Etonné, je m'exécute et la fixe. Elle est excitée comme une gosse, au point qu'elle tremble presque et ça me rend curieux.
- Qu'est ce qui se passe, 'kaa-chan ?
Dans sa main, elle tient une feuille pliée en quatre, qu'elle me tend sans un mot de plus. Je la prends et regarde ses yeux brillants un moment, avant de me décider à déplier le papier. Dans le coin supérieur droit, il y a un en-tête. Qui me fait écarquiller les yeux. J'ai encore rien lu du contenu, mais rien que ça, j'hallucine déjà et il me faut plusieurs secondes avant de descendre le regard sur le texte imprimé. Et là, heureusement que je suis assis, parce que c'est tellement énorme…
- Co… comment…
- J'y suis allée directement pour m'informer. J'avais lu quelque chose sur internet.
- Pou… pourquoi ?
- Tu veux une chance de les approcher, ces Arashi que tu aimes tant, non ? Alors voilà.
FIN DU FLASHBACK
Cette chance que m'offrait ma mère, c'était rien de moins qu'une audition à la Johnny's Jimusho, l'agence qui avait recruté mes idoles. Inutile de dire dans quel état j'étais quand le grand jour est arrivé. Enervé, excité, stressé, terrifié, heureux… tout ça à la fois. Rien que d'entrer dans cet immense immeuble aux murs en verre poli, je me suis senti tout bizarre. Et ça a empiré quand on est entrés dans la pièce réservée aux candidats et leurs parents. Autour de moi, il y avait bien… cinq cent… nan quand même pas j'exagère, trois cent autres garçons, certains ayant l'air beaucoup plus vieux et d'autres ayant l'air super mignons. Moi, avec ma tête toute ronde et ma tignasse, je me sentais pas du tout à la hauteur et j'avais qu'une envie : dégager très vite. J'allais dire à ma mère qu'on partait, d'ailleurs, quand un des garçons s'est approché. Il était à peine plus petit que moi et sautillait presque en marchant.
FLASHBACK
- Salut, me dit-il dans un immense sourire.
- Salut.
- Pourquoi tu reste dans ton coin ?
- Je reste pas dans mon coin, je m'en vais.

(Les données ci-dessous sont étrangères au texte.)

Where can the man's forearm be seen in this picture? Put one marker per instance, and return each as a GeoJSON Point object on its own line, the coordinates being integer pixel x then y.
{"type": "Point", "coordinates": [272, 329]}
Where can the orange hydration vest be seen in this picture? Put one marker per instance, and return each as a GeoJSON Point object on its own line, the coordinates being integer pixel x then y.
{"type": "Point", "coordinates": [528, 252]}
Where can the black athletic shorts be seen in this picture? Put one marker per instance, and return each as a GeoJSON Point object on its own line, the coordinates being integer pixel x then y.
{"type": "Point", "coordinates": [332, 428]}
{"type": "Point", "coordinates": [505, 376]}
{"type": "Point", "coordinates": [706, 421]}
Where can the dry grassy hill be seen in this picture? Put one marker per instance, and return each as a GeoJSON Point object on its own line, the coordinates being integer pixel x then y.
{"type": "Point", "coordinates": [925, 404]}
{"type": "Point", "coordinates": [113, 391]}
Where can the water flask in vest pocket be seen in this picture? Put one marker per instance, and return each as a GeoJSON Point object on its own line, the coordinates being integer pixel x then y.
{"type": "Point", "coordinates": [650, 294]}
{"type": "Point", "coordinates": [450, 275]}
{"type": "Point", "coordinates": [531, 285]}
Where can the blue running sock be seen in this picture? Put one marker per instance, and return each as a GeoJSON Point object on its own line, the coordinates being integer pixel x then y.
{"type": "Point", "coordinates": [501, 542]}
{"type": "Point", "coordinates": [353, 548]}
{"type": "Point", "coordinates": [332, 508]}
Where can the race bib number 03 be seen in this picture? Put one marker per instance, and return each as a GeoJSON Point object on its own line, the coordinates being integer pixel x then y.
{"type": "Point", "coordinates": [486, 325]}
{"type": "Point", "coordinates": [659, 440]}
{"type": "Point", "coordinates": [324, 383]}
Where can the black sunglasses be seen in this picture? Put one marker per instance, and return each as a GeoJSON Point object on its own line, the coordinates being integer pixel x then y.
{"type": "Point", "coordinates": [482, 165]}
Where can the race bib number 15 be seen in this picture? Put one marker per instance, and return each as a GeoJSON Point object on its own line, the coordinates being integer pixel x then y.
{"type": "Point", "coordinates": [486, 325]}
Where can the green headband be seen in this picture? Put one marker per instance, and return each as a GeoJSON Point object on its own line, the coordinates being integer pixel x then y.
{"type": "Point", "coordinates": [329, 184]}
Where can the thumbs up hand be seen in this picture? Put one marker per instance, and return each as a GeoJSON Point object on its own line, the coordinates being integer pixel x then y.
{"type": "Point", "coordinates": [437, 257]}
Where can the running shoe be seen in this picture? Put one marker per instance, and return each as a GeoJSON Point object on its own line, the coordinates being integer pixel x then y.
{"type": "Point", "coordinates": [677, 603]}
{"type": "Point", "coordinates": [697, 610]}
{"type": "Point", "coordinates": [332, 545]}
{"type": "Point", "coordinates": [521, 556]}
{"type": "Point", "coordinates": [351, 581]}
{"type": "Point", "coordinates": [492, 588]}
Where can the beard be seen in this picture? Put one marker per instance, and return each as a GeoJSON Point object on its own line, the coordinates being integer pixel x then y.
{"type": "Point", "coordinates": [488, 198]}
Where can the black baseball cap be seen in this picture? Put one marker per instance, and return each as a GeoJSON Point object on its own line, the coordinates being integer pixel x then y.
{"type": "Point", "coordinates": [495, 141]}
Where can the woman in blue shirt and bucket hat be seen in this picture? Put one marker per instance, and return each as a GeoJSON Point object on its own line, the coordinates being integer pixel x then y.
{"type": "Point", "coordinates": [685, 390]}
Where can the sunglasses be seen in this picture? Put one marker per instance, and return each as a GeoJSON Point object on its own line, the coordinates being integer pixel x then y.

- Sans avoir passé l'audition ?
- Je suis pas à ma place…
- Baka. Pourquoi tu serais moins à ta place que nous ?
Je sais pas quoi répondre et du coup, il en profite pour continuer.
- Allez viens, tu seras mieux avec nous que tout seul.
Il me prend par la main, me tire après lui vers le gros de la troupe et, bizarrement, je me laisse faire, je sais pas pourquoi.
- Au fait, je suis Tegoshi Yuya et j'ai onze ans. Et toi ?
- Heu… Masuda Takahisa. J'ai douze ans.
- Oh, t'es plus vieux que moi… Bah c'est pas grave, je t'aime quand même tout plein, dit-il dans un nouveau sourire découvrant des dents blanches mais pas droites.
Je sursaute et cligne des yeux. Il me connait depuis pas cinq minutes et il dit ça ? C'est un rapide lui. J'ai jamais connu personne qui sorte ça si vite. Normalement, c'est le genre de truc qu'on dit qu'à sa famille ou ses amis les plus proches. Et pourtant ce Tegoshi…
Malgré moi, je regarde les autres. Je les dévisage, nous comparant.
- Arrête de stresser, on va bien s'amuser, me dit mon petit compagnon en souriant de plus belle.
C'est plus fort que moi, je lui souris aussi.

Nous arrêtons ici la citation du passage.